説明しようにも私にもできないけれど、昔はサムライたちは真剣勝負のところがあったのよ。
その本当の真剣勝負の時には切りあうのだから命を懸けることになるでしょう。
そこでどうするかをサムライたちは日々、考えていたわけね。
そこでたくさんの流派ができたというわけ」
「私たちにはよくわかりませんけれど、テレビとか映画ではサムライたちの切りあうシーンぐらいは見たことがあります」
「でしょう。だから説明しても無駄になりますし、私も実はよくわかっていないのです」
「わかりました。それではなぜ、先輩がこの数日間その型というものを練習される必要があるのですか?」
「そうね、真剣とは何かを自分自身に問おうとしているのかもしれないわね」
「僕たちも真剣に練習しているつもりではいますけれど、、もっとも木刀でなく竹刀ですけど、」
「そうですね、皆さんは一生懸命というか真剣に練習をされていると思います。
私もみなさんのそんな練習風景を拝見させていただいて微笑ましく思っていました」
「ありがとうございます。
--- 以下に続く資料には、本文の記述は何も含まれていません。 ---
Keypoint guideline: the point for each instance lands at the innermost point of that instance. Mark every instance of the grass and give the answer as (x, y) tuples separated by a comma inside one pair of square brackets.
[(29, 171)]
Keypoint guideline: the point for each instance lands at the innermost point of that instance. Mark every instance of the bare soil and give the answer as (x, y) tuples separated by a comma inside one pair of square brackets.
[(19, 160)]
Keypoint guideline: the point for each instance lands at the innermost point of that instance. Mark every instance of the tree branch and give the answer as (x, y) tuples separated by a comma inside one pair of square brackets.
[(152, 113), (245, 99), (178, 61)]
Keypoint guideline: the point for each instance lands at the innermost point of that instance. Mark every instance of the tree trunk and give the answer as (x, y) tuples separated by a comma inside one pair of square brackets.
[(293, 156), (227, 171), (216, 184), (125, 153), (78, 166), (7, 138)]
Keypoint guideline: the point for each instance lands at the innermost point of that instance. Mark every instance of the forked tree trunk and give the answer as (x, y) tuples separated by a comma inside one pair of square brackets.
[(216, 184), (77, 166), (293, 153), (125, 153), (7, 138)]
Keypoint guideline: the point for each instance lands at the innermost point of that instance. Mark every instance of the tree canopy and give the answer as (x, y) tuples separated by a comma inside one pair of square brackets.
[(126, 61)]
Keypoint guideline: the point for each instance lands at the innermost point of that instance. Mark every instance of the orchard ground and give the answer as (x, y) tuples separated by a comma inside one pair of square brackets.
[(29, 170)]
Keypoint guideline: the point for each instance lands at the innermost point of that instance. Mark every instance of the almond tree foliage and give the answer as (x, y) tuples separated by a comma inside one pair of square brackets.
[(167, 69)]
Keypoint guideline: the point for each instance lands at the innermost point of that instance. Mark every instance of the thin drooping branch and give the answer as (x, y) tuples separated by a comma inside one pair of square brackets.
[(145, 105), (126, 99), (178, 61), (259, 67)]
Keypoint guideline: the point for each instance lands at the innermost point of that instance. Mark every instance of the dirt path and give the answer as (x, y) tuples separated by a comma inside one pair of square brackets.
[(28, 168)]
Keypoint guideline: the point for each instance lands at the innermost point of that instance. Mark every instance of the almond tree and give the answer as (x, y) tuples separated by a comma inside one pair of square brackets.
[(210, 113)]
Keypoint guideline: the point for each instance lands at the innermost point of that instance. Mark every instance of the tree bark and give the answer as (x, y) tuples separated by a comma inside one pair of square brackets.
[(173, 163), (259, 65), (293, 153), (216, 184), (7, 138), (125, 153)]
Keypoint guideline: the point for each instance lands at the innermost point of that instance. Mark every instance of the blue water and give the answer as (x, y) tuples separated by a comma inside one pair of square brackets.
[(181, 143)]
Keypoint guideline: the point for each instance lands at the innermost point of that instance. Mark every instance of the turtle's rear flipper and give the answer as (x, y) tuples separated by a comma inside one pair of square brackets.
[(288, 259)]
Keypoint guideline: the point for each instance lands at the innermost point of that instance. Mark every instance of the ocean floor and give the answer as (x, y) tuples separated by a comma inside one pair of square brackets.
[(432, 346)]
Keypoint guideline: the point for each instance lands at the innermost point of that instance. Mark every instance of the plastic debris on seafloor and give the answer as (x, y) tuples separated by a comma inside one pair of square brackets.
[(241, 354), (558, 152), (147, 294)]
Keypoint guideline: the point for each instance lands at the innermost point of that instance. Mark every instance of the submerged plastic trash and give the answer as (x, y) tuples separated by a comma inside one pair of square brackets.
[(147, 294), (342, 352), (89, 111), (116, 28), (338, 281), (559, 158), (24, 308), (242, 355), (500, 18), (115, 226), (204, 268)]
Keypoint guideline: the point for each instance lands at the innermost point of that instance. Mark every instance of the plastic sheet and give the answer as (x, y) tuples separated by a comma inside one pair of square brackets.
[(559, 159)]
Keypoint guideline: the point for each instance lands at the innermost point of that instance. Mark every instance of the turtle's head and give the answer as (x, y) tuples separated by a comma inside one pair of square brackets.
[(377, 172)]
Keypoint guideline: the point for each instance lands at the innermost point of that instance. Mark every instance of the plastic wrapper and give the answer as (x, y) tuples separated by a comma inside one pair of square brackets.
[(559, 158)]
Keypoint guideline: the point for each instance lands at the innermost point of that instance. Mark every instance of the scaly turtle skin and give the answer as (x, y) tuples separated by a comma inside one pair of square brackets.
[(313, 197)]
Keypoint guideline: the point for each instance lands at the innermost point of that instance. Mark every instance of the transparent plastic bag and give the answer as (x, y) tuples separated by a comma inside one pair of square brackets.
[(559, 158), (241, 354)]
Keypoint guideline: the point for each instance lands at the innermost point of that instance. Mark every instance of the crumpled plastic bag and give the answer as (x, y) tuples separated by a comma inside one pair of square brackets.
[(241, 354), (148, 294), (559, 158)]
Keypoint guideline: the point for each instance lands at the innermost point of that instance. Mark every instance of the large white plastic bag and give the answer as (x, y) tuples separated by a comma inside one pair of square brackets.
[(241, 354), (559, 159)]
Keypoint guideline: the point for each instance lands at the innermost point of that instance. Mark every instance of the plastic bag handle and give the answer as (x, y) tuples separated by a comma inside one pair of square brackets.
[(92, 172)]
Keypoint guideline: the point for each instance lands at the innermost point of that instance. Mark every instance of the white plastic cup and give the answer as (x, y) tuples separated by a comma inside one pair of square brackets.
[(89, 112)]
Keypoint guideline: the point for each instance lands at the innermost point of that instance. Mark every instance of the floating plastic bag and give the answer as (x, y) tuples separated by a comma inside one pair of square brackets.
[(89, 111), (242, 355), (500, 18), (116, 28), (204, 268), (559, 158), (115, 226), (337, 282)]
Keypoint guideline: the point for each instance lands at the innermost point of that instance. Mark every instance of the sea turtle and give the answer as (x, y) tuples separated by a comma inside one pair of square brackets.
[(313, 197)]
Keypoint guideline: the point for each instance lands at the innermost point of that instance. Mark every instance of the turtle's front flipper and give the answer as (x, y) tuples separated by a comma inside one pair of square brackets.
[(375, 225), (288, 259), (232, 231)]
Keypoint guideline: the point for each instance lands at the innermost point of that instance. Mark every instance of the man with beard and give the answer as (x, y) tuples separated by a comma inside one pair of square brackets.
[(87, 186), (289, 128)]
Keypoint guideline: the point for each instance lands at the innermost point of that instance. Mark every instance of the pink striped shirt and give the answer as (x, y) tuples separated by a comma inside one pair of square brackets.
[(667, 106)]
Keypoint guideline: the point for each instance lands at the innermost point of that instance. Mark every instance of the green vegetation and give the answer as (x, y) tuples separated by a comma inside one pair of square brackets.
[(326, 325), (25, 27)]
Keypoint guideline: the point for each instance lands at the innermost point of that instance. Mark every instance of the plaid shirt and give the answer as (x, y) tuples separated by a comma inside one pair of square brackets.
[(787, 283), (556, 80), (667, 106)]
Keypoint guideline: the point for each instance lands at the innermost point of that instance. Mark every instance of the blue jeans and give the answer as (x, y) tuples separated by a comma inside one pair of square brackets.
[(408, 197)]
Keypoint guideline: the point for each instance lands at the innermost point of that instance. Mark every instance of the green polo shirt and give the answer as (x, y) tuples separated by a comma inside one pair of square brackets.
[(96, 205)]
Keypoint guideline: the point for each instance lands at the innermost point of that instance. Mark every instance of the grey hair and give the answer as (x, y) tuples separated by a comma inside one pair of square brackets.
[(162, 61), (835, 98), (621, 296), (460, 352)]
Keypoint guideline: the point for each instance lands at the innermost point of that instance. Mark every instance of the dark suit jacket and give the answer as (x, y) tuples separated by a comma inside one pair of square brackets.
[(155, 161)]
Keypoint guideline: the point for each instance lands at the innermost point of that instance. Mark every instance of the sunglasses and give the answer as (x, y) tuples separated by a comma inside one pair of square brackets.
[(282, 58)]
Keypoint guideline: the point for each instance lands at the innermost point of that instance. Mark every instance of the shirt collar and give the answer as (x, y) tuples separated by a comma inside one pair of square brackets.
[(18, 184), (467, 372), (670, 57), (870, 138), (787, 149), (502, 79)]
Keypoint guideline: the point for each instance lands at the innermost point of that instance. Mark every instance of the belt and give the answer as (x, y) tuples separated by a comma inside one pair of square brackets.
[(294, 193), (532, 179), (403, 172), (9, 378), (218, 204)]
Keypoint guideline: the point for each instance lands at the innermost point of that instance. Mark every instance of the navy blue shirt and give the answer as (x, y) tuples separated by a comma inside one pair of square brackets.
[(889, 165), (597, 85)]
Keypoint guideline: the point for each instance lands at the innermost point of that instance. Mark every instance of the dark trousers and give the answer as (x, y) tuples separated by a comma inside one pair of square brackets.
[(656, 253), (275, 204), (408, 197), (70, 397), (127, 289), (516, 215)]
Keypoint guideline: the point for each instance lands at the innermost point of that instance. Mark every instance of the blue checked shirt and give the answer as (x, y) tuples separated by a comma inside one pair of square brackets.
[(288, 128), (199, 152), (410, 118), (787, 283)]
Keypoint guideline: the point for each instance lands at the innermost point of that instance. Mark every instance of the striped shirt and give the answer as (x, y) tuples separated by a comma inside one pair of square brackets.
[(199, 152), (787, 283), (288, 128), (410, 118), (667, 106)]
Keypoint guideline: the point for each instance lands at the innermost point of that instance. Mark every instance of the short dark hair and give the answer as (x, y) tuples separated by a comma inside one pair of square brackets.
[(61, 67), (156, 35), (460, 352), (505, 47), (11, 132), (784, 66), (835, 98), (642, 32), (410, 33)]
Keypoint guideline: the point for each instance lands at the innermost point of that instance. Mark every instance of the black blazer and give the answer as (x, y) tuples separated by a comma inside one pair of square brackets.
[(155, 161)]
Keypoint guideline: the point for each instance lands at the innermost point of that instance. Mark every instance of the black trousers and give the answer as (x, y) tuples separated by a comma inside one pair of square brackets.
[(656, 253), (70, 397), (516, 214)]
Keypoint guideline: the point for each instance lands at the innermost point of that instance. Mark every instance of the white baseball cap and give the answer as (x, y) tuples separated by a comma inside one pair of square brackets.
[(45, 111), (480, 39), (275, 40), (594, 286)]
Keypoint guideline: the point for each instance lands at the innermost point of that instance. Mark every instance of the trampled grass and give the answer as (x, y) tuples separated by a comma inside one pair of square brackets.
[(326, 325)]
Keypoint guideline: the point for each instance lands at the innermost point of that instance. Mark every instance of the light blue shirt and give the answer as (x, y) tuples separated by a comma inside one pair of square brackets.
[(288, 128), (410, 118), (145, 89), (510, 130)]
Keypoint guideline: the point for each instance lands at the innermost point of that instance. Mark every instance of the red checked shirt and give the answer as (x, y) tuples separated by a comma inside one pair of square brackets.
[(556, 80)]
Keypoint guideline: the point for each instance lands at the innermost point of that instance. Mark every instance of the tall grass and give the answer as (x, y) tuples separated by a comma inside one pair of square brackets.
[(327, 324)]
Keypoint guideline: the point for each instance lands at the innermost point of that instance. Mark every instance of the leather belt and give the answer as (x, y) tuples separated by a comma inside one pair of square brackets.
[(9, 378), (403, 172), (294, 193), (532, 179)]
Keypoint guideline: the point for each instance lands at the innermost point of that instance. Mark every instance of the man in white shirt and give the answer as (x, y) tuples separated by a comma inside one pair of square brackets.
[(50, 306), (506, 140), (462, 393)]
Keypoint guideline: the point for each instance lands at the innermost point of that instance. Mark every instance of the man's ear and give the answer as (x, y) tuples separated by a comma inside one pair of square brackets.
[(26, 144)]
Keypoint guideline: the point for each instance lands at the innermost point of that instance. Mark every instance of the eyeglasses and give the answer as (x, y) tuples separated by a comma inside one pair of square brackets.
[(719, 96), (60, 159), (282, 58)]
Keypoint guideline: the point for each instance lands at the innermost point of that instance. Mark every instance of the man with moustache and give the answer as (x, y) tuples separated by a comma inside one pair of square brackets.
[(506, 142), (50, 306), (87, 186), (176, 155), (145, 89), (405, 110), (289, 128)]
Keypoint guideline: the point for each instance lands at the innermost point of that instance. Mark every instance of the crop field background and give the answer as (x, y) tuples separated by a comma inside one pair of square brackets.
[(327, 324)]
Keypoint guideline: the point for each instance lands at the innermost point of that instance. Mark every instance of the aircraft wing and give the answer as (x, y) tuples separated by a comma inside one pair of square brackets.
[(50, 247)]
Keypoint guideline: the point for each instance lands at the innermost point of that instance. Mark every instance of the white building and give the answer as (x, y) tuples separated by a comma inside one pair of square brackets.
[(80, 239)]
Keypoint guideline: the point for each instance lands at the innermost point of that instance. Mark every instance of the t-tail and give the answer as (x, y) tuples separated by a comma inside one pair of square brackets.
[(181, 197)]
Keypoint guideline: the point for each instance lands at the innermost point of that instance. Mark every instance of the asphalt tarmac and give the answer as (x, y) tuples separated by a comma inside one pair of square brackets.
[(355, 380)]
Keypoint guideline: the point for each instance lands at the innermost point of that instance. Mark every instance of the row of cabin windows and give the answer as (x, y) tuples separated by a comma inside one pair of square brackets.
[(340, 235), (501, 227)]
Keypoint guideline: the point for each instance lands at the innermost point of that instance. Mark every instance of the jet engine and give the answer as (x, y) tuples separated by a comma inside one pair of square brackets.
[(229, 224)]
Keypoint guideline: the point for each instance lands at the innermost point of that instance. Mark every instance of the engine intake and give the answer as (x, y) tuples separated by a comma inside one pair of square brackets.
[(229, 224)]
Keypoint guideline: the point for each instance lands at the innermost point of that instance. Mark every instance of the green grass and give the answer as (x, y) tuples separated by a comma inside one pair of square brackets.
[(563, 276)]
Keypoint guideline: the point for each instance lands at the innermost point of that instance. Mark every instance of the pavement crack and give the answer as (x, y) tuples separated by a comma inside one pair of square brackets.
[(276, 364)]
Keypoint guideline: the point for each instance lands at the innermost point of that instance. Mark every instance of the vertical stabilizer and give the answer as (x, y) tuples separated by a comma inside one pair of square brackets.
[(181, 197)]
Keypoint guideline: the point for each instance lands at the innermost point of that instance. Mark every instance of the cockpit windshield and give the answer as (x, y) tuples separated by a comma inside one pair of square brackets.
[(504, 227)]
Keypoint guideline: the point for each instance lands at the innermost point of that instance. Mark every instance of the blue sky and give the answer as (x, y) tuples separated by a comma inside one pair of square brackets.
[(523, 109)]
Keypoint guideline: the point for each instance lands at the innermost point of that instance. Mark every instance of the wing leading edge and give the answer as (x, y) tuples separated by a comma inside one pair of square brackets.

ですが、先輩は私たちと練習や試合をして下さらない。
それは練習や試合の意味合いが違うと思ってらっしゃるのでしょうか?」
「意味合いというか真剣とか一生懸命とかの中身が違うような気がするのです。
私たち現代人と昔のサムライとを比較すること自体は、ある意味で間違ってはいると思います。

それでみなさんと練習したり、勝った負けたの試合をしてみても意味がないと思っているのです」
「えっ、、、どういうことですか?」優子に20人の熱い視線が集まった。